PREVENTION OF HYDROGEOLOGICAL INSTABILITY
There is another aspect on which FAI has also been working for some time and which, in light of the often catastrophic phenomena that are now recorded in many areas of the country at very close intervals, takes on added value: we are talking about hydrogeological instability in hill and low mountain areas. Unfortunately, we have seen how inland areas of our country, when faced with extreme weather events, demonstrate all their fragility with landslides, mudslides and large loads of water and mud that plunge from the heights onto the plains.
The new forestry reorganisation model adopted by Oasi Zegna on the Biella heights proposes a programme that reinforces the regulating hydrogeological capacities, in the event of prolonged absence of rainfall or extreme concentrated rainfall, of a variegated, stable and well-managed forest for these pre-alpine or Apennine areas. It is the so-called “lung effect”: it retains water in the soil anchored by vegetation, gradually releasing it towards the plain with benefits in periods of drought and with mitigation of impacts in periods of extreme rainfall. It is that spatial redevelopment in the face of soil degradation that everyone evokes but which is too rarely applied.

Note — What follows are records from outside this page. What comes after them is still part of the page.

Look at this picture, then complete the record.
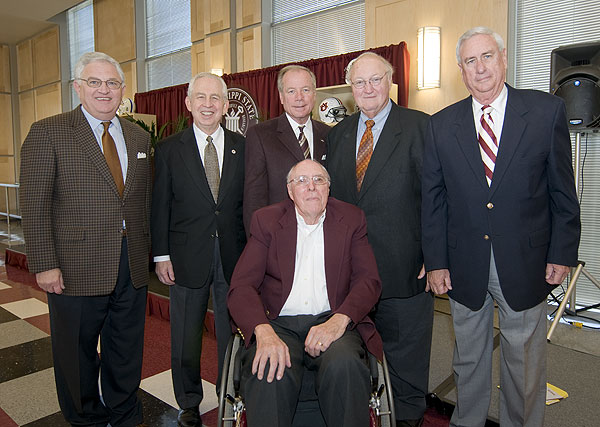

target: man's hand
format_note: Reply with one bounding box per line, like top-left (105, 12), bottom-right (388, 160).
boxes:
top-left (545, 263), bottom-right (570, 285)
top-left (304, 313), bottom-right (351, 357)
top-left (426, 269), bottom-right (452, 295)
top-left (36, 268), bottom-right (65, 294)
top-left (155, 260), bottom-right (176, 285)
top-left (252, 324), bottom-right (291, 382)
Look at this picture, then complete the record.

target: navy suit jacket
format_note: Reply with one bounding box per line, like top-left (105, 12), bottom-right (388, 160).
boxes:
top-left (227, 197), bottom-right (383, 359)
top-left (151, 125), bottom-right (246, 288)
top-left (422, 85), bottom-right (580, 311)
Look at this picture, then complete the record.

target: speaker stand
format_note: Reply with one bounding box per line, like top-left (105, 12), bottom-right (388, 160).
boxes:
top-left (547, 131), bottom-right (600, 340)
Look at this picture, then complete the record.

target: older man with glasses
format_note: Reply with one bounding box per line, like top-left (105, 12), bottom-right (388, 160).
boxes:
top-left (228, 159), bottom-right (383, 427)
top-left (327, 52), bottom-right (432, 427)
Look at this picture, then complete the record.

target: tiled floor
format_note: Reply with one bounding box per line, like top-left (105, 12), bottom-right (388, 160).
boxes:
top-left (0, 262), bottom-right (220, 426)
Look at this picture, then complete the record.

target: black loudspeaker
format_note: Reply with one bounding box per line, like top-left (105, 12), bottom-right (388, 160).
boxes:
top-left (550, 41), bottom-right (600, 130)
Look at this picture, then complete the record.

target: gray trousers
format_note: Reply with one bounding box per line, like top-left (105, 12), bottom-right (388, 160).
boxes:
top-left (240, 313), bottom-right (371, 427)
top-left (449, 249), bottom-right (547, 427)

FAI’S ADAPTATION AND MITIGATION PROJECTS
FAI has also implemented hydrogeological restoration projects in Liguria on the slopes behind the Abbazia di San Fruttuoso in Camogli and in the gorge of Parco Villa Gregoriana in Tivoli in Lazio: bioengineering works that, in harmony with the environment, protect the assets that lie downstream of watercourses or streams.

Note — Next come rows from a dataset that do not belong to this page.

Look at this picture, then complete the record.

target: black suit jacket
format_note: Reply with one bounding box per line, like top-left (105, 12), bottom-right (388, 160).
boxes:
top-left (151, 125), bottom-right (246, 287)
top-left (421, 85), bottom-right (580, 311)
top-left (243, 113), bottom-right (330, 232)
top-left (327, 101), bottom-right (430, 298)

It may seem strange, but protecting the biodiversity of places, as FAI is doing in many of its more than 70 national properties,
also contributes to the hydrogeological reinforcement of territories. As many examples in wilderness areas show, when biodiversity improves, the soil, vegetation and animal species benefit, but also that Man-Nature harmony that we all too often see altered in the face of over-exploitation of the earth’s resources.
ITALY AND THE HYDROGEOLOGICAL RISK
In the case of both Oasi Zegna and the FAI properties, the economic resources invested are significant and come from private individuals (members, supporters, visitors, property). Perhaps, investing also public resources or in a public-private form for prevention projects regarding hydrogeological instability, could save the community and the State much greater resources – as we have sadly seen in the images of recent weeks – but above all save human lives, territory, history and wealth.
It would be an investment for future generations and for that sustainable and liveable world we all desire.
“We hope that from these virtuous examples we can draw a cue, an idea, a reflection that will lead to concrete projects to be replicated in other areas of our fragile country.”